Data transform, where should it be done?

We’re facing a significant challenge with a dataset of 135 million objects, requiring numerous transformations like filtering and adding new columns. We’re contemplating the best approach:

  1. Performing transformations in the data lineage with PySpark, although this may result in loss of some pure data along the way.
  2. Using Quiver, although materialization doesn’t allow for column name changes.
  3. Leveraging TypeScript functions and integrating them into Workshop.
    Any insights or recommendations on the most effective method would be greatly appreciated.

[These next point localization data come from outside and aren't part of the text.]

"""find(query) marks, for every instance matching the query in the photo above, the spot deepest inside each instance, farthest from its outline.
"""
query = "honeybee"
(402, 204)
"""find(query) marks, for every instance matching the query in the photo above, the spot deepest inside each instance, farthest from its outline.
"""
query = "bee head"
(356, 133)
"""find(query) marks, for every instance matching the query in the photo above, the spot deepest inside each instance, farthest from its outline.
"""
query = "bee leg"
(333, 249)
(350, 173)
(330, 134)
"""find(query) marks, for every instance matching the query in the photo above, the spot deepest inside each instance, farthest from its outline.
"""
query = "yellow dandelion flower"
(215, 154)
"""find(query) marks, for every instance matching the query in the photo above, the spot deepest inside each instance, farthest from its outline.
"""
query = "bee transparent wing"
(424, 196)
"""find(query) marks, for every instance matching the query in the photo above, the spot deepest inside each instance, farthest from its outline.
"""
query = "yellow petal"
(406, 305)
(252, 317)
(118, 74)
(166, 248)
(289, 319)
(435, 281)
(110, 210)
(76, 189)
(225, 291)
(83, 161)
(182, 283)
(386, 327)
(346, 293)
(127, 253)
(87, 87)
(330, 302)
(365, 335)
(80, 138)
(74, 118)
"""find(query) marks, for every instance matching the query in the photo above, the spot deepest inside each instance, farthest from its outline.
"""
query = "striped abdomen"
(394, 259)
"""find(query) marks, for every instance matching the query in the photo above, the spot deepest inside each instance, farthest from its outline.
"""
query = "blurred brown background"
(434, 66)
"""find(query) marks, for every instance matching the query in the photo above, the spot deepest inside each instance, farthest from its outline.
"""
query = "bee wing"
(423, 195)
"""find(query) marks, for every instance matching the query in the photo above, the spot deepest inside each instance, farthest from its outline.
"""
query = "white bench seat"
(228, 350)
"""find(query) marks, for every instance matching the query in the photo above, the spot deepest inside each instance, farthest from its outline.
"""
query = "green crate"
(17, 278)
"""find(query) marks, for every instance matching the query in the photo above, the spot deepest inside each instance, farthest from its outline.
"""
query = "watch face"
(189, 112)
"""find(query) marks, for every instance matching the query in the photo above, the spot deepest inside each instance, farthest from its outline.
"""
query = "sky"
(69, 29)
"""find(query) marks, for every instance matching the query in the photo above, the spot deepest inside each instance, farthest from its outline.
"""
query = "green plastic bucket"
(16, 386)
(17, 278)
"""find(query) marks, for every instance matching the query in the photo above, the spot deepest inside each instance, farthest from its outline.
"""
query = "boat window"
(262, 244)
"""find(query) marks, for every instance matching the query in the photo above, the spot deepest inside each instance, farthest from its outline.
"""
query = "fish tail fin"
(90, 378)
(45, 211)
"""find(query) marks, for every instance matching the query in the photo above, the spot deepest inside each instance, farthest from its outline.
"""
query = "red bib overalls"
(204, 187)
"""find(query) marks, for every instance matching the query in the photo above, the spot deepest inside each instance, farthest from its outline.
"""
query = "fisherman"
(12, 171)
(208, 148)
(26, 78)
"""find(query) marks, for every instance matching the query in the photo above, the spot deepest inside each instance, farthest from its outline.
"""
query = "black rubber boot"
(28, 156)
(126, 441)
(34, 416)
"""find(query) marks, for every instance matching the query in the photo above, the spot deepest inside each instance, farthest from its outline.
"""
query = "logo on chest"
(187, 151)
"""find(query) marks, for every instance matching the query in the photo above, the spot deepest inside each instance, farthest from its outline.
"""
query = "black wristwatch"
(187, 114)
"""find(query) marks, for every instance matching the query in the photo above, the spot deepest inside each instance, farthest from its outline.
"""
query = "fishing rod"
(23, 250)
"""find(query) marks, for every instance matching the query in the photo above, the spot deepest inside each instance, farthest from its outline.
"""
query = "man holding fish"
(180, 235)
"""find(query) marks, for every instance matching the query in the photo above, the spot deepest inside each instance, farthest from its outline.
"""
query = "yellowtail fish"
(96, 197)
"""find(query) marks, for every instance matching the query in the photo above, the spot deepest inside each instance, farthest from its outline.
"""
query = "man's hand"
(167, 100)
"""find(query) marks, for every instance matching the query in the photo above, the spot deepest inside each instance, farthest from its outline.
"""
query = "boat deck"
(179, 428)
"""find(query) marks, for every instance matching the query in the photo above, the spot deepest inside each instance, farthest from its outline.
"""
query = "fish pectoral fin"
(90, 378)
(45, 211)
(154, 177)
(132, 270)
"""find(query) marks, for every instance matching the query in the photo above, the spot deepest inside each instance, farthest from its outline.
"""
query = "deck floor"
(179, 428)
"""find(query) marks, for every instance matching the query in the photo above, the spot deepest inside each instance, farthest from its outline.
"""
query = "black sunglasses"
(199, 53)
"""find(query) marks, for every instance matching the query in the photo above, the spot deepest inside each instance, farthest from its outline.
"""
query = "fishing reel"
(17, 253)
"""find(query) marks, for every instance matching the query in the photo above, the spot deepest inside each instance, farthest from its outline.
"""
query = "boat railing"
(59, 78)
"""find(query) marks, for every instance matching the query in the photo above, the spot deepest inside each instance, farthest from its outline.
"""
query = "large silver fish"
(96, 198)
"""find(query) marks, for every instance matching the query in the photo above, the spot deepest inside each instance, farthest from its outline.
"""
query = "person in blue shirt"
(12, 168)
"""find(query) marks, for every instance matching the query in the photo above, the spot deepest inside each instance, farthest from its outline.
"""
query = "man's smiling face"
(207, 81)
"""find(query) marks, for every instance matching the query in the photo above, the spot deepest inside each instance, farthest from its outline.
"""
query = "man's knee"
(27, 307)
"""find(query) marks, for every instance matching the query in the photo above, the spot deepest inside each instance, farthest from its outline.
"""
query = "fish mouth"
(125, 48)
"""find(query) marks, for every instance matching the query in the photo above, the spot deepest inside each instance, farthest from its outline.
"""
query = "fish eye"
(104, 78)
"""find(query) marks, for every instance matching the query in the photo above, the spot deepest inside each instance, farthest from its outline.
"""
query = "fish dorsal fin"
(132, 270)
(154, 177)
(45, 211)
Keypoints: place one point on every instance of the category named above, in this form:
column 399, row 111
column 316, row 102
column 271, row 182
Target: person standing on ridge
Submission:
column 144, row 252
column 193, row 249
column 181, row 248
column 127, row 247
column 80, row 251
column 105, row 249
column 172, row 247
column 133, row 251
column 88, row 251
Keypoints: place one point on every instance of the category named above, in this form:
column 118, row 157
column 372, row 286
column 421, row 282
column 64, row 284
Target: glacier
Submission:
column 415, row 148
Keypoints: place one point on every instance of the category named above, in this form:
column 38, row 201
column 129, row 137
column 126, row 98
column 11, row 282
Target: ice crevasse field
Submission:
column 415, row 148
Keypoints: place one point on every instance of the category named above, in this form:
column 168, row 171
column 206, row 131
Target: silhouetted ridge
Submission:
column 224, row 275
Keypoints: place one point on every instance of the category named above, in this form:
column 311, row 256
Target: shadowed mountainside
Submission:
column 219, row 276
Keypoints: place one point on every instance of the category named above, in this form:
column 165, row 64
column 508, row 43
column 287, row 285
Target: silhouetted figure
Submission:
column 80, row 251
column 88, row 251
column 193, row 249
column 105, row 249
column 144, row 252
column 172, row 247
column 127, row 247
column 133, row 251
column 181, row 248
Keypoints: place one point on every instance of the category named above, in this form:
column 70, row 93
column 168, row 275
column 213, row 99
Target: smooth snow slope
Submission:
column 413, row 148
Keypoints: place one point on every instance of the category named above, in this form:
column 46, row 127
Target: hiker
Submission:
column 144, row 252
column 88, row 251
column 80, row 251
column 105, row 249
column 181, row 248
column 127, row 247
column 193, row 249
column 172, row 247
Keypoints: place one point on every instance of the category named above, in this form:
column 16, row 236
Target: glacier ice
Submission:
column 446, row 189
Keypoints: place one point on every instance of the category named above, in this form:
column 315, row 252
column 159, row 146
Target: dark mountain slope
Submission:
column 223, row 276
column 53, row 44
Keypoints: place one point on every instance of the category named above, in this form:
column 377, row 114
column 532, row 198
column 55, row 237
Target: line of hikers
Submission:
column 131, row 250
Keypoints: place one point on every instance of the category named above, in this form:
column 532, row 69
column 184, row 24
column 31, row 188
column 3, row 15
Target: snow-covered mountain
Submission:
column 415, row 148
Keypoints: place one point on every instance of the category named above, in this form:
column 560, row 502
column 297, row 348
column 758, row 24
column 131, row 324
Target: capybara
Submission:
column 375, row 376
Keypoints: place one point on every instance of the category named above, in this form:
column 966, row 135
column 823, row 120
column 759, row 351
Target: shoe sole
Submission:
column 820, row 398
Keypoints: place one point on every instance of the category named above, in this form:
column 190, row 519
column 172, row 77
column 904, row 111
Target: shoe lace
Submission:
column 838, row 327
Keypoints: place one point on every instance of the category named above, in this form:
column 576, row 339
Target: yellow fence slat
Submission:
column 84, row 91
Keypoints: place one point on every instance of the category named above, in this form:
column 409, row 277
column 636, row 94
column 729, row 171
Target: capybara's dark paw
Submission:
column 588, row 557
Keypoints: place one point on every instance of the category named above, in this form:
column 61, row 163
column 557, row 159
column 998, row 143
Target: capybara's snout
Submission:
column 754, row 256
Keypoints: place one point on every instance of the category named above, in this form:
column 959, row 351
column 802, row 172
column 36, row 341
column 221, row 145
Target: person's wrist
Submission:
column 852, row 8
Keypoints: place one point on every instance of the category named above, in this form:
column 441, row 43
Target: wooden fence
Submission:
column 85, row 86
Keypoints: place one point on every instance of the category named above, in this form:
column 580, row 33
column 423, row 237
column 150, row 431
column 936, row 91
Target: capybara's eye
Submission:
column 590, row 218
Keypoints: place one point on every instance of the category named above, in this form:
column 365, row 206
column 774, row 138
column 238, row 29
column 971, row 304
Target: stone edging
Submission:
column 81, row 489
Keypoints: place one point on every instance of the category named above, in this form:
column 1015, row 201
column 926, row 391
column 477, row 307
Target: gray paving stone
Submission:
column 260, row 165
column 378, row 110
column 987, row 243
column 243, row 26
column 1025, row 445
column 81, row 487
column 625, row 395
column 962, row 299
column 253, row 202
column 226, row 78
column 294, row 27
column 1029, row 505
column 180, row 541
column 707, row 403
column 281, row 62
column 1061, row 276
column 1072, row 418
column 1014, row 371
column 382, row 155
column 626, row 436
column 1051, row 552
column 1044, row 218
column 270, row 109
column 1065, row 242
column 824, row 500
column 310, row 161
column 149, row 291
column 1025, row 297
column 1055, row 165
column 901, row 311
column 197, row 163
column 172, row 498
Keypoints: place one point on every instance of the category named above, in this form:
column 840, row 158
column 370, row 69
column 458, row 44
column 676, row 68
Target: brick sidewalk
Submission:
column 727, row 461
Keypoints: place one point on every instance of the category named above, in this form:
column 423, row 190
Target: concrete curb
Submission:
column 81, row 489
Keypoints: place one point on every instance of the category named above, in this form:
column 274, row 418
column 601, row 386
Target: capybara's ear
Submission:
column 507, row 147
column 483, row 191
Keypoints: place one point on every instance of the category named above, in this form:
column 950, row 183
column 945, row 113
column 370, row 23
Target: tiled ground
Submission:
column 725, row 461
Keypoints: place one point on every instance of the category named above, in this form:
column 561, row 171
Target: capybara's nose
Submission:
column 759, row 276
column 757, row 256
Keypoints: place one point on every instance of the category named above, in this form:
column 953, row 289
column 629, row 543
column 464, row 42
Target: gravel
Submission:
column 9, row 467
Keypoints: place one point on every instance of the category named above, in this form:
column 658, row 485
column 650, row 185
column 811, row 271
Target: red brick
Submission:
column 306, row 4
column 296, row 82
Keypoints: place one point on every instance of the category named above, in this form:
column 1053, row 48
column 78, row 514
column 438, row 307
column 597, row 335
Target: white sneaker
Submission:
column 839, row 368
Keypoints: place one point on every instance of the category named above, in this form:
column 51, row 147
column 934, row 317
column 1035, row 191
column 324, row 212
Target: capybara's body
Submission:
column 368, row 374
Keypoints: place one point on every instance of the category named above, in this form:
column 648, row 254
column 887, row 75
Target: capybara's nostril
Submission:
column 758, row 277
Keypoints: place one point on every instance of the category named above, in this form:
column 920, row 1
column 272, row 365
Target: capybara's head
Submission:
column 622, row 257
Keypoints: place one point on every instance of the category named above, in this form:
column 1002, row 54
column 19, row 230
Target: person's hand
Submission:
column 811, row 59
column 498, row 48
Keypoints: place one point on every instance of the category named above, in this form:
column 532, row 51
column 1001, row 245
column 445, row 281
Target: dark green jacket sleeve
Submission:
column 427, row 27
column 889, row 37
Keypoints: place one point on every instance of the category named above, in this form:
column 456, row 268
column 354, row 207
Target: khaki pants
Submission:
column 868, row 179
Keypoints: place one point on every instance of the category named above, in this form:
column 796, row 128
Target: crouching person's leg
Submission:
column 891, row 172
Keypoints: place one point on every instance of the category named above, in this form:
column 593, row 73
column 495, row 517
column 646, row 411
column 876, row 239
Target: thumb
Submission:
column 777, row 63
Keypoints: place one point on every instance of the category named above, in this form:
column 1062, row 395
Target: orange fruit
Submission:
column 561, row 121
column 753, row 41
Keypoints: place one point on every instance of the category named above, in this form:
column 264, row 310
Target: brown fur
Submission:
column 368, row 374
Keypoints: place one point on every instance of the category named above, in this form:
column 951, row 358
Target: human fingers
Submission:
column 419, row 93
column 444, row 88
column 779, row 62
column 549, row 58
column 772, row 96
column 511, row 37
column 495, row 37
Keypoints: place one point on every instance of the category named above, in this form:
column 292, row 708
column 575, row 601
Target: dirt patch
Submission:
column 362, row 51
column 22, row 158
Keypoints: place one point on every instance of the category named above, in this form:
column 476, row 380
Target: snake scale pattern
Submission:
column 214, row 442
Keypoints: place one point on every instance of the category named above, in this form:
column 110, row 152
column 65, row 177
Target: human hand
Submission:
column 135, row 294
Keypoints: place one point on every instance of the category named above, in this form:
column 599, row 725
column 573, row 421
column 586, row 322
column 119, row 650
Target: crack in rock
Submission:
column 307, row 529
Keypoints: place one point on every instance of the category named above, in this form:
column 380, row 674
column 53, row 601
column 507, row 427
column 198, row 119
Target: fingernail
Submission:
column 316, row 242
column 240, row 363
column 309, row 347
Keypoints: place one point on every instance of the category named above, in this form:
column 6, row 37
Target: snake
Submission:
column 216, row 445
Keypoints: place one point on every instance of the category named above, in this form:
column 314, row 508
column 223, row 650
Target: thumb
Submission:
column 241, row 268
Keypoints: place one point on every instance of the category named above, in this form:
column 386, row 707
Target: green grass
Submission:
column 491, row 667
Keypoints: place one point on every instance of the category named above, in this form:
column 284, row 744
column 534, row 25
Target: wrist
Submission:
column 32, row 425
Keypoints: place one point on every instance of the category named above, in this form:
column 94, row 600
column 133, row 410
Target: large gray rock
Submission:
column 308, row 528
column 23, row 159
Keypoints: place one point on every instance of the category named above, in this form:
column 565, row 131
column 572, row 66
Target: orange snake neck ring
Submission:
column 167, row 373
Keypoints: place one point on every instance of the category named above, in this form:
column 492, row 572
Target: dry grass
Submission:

You’ll need to provide more details for us to offer a helpful response:

  • What is the scenario in which you would lose data with Python Transforms? This isn’t self-evident.
  • In what context do you need to change column names? Is this for display purposes only? Or are you seeking to change column names in either the backing dataset or the object type?
  • What is the workflow you’re trying to enable here?

Taylor, Iw I’ll keep it simple. In financial reporting we make a lot of use of Pivot tables these do not show the full reportage because of ‘computational limitations’. Can this limitation be solved by turning on more CPUs, or do I need tighter filtering.

Well, Contour has pivot tables and those scale quite well, so perhaps those would work. But again, it’s hard to be helpful without more details.

There’s no “turn on more CPUs” for Quiver, Functions, etc. That does apply to Code Workspaces or Lightweight Transforms, but it sounds like you’re not using either of those today.